Fue trasladado al hospital de Tumaco y lo entraron a cirugía, pero al abrirle la pierna se dieron cuenta de que los daños que tenía no los podían tratar en ese centro hospitalario. Por eso fue trasladado a Pasto, donde lo intervinieron quirúrgicamente el 8 de octubre. Ese día le pusieron un tutor externo (dispositivo metálico que fija los huesos en su sitio) en el muslo. Para garantizar que su tratamiento tuviera éxito tenía que ir a controles cada 15 días durante seis meses. Así lo hizo, pero con varios sacrificios. Cada ida al médico le costaba entre $500.000 y $800.000 debido a que tenía que contratar carros particulares porque, por su estado, no podía coger transporte público. Para recibir la atención médica que necesitaba tuvo que vender una finca, un lote, las cabezas de ganado que tenía y dos motos.

Pero los problemas no terminaron ahí. A Campo le tenían que poner platino en la pierna. La cirugía se la hicieron el 20 de abril de 2018 en Pasto. Le tocó ir solo porque no le alcanzó el dinero para que su esposa lo acompañara. Lo operaron y pasó esa noche en la clínica. “Al otro día salí, en silla de ruedas me llevaron hasta el taxi y ahí sí como dicen ‘defiéndase como pueda’”, relata. Cogió un bus en la terminal, llegó hasta el corregimiento de Llorente y ahí lo recogió su esposa. Aunque tenía que seguir con su tratamiento, no pudo. “Ya cuando no tuve de dónde echar mano me tocó desistir de ir a citas médicas”, señala. No pudo ir a que le quitaran los puntos y le quedaron faltando 20 terapias. Al preguntarle qué espera del Estado asegura: “nunca respondió, nunca dio la cara, nunca dijo que iba a colaborarme, aunque sea con los gastos de los traslados”.

“Siento que no tengo puestos los pies en la tierra. Todos los proyectos, todas las metas que me había puesto quedaron en veremos. Me siento estancado”, enfatiza. Su hogar se dañó y él dice que fue por cuenta de todo lo que le conllevó la masacre.

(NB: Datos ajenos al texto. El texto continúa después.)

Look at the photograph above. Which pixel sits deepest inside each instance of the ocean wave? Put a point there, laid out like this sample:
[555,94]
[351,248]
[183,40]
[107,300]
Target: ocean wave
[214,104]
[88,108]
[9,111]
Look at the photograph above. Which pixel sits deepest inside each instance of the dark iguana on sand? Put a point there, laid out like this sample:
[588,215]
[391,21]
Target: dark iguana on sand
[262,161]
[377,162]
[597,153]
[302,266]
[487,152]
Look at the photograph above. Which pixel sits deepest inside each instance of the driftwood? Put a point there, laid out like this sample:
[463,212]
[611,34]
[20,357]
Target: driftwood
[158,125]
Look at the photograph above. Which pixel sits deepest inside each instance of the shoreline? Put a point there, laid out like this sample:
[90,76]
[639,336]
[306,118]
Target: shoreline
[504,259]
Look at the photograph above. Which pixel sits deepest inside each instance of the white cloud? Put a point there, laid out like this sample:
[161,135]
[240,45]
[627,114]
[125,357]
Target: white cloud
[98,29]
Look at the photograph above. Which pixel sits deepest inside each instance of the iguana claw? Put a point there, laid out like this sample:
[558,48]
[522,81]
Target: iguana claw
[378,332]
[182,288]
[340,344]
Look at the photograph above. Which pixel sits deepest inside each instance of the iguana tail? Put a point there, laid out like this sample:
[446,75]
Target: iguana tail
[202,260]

Ahora sólo puede trabajar uno o dos días a la semana porque siempre se ha dedicado a las labores del campo y por cuenta de la herida perdió fuerza. “Al Estado le pido que por lo menos por una vez en la vida reconozca los errores que tiene, que dejen de masacrar las personas y después manejar los medios de comunicación y decir que nosotros somos los que los atacamos”, clama.

Perder un hijo

Pie de foto: Marleni Cortés, mamá de Janier Usperto Cortés.

“Yo no puedo acordarme de mi hijo porque en cualquier momento cuando vengan a encontrarme mis hijos voy a estar muerta”, así rompe en llanto Marleni Cortés, quien tiene la voz fatigada por el dolor. Su hijo era Janier Usperto Cortés, quien tenía 26 años cuando fue asesinado en la masacre.

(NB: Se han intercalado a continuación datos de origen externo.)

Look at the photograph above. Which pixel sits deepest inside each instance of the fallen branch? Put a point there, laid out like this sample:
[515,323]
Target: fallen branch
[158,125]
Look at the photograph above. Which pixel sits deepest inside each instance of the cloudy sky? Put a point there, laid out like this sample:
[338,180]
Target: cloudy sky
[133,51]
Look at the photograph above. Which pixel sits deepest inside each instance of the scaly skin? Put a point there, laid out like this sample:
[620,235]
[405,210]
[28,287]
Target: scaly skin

El entierro de ‘Cheto’, como le decían a Janier, es recordado por la comunidad. Eran 42 lanchas repletas de personas que sostenían bombas blancas y carteleras clamando paz; llegaron hasta el sector conocido como La Playa, en el río Mira a acompañar a los familiares a su despedida. Esa escena demostró que ‘Cheto’ era una persona muy querida en su vereda: El Pensamiento. En ese lugar nunca se había visto un entierro como ese. “Eso le da orgullo a uno porque él amistades era lo que tenía, nunca fue peleón”, dice entre las lágrimas Marleni. A él le gustaba trabajar, el deporte y la fiesta.

A pesar de ese orgullo las heridas siguen abiertas y son hondísimas. “Hay noches que yo no duermo, me la paso caminando en mi casa y digo ‘yo quiero ver a mi hijo’. Le pido a mi Dios que me mande a mi hijo porque yo lo necesito, pero no llega”, relata Marleni. Su otro hijo Melinton llora junto a ella. Él fue uno de los rostros de la masacre. El país conoció una fotografía en la que salen dos campesinos abrazados en medio del llanto; uno de ellos era Melinton, quien lloraba a su hermano.

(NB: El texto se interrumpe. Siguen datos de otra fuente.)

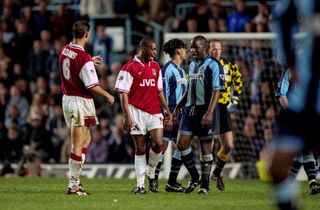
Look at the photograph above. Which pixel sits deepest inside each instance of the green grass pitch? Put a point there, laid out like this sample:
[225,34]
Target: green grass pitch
[49,193]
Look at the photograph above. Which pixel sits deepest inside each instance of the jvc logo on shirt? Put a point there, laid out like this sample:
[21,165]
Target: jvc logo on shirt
[148,82]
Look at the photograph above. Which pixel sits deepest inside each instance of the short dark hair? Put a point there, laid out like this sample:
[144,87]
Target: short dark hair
[214,40]
[200,38]
[80,28]
[172,45]
[145,41]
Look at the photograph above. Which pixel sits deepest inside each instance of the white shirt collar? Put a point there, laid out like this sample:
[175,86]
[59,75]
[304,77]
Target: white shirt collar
[76,46]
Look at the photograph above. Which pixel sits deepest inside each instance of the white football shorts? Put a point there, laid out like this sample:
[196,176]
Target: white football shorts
[82,110]
[143,121]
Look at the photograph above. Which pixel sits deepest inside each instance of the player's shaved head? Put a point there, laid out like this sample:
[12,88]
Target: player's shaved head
[201,39]
[80,28]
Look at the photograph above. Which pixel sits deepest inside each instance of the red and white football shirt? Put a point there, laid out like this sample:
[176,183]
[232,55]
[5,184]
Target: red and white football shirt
[142,82]
[77,71]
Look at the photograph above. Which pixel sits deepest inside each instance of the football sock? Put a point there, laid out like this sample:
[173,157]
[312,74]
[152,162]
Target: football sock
[175,167]
[286,194]
[154,157]
[75,162]
[188,160]
[310,168]
[83,155]
[158,168]
[221,161]
[206,165]
[140,168]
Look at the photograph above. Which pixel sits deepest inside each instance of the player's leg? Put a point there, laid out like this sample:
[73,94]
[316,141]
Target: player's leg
[176,163]
[85,147]
[155,153]
[75,159]
[140,163]
[158,168]
[285,190]
[187,157]
[310,169]
[206,165]
[223,158]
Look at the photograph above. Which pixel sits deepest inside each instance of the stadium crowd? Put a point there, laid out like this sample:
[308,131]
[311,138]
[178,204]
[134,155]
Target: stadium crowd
[31,116]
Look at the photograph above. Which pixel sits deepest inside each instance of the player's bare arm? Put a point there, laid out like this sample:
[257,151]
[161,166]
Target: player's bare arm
[97,60]
[109,98]
[166,111]
[127,117]
[208,116]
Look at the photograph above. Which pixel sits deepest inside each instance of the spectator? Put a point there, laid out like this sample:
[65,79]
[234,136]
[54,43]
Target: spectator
[97,7]
[103,45]
[62,22]
[36,61]
[217,17]
[37,138]
[42,18]
[21,104]
[58,132]
[3,100]
[237,21]
[197,20]
[13,148]
[4,64]
[38,108]
[120,143]
[52,65]
[262,19]
[3,141]
[21,43]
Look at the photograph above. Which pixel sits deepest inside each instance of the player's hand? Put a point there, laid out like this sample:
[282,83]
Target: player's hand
[110,100]
[127,124]
[97,60]
[207,119]
[231,107]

“Hasta hoy día no sé qué es una ayuda del Gobierno”, se lamenta Marleni. Su familia no ha recibido atención para hacer el duelo. También piden justicia. Melinton se pregunta por qué si la Fiscalía tiene una gran cantidad de videos grabados por los campesinos no han podido enjuiciar a los responsables. “Por el caso de la Escuela de Cadetes, en Bogotá, a la semana ya había presos”, concluye con indignación. Los campesinos de esa zona de Tumaco interpretan la actitud que ha asumido el Estado como un mensaje de que hay unos ciudadanos más importantes que otros.